Passkeys are built on the FIDO2 standard (CTAP2 + WebAuthn standards). They remove the shared secret, stop phishing at the source, and make credential-stuffing useless.
But adoption is still low, and interoperability between Apple, Google, and Microsoft isn’t seamless.
I broke down how passkeys work, their strengths, and what’s still missing
That’s not the biggest disadvantage “if used properly.” Any account you have should get a passkey on every device you own. Each device has it’s own passkey system. If you have an iPhone, yeah, you get an apple passkey, but then if you have a windows laptop, you have a microsoft passkey, a FLOSS system will have it’s own, and so on. You are already on whatever system would contain the passkey and can easily add different ones each time you get a new device.
The biggest issue is that most people use a small number of devices (including many who use 1). Passkeys work best if you have many devices, so if you lose one, you just use another to access your services.
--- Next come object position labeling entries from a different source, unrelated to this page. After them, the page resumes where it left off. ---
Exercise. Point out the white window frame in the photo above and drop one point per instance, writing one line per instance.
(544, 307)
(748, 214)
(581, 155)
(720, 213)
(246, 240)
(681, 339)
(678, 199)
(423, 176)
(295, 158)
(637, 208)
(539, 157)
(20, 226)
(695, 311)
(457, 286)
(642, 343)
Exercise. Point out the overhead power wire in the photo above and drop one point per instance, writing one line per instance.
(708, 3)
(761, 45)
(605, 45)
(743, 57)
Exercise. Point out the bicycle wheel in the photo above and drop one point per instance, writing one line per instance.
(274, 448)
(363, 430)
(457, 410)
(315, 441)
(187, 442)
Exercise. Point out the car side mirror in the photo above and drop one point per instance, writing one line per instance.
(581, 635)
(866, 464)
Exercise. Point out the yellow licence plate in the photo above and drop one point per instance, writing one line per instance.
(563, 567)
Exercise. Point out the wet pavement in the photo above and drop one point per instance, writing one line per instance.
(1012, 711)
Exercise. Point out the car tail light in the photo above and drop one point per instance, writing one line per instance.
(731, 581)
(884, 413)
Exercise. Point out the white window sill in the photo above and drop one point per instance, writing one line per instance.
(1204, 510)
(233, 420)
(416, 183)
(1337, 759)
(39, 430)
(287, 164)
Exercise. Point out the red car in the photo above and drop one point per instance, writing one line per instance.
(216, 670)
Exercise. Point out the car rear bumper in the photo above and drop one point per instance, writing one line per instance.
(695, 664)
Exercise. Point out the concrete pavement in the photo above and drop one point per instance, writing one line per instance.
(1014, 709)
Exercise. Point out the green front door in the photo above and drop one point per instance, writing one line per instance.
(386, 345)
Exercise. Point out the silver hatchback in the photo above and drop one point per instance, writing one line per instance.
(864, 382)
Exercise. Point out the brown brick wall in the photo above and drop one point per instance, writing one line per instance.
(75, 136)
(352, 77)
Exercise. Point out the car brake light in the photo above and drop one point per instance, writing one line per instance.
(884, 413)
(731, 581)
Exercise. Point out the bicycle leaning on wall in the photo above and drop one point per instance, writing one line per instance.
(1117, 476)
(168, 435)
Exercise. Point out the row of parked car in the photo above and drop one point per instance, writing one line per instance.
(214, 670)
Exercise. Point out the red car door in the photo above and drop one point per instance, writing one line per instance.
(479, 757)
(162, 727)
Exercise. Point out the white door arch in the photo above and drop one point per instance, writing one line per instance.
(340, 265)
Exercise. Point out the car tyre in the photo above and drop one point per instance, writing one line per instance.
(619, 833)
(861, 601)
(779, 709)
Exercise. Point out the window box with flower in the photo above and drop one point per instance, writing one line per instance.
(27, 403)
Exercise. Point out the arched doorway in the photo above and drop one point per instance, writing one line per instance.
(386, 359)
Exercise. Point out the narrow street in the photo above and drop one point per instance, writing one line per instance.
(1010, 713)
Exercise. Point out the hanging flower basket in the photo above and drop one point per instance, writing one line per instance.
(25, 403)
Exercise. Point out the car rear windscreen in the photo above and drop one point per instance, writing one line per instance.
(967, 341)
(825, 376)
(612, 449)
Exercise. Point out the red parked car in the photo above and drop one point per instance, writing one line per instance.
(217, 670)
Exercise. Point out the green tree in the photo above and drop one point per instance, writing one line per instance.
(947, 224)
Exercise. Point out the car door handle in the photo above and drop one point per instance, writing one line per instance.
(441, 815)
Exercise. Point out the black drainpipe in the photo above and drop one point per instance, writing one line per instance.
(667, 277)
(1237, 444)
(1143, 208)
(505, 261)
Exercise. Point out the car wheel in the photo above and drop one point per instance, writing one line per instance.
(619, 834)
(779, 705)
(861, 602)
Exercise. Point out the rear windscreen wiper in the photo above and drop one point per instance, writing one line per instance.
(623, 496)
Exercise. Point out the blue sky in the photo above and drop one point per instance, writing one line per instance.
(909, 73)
If you have 1, you need to use recovery codes (and people don’t save them).
A key for each service for each device is too impractical in real life.
Getting a new device would mean logging in to hundreds of services to link up the new device. Or somehow keep track of which services have keys with which devices. And signing up to a new service would mean having to remember to generate keys for a a handfull of devices, some of which might not be available at the time (like a desktop computer at home when you are out). Or you risk getting logged out if you loose the one device that had a key for that particular service.
I agree passkeys can make sense with something like BitWarden or KeyPassX. Something that is FOSS, and is OS and device agnostic, and let’s you sync keys across devices. And should have independent backups too. Sync is not backup.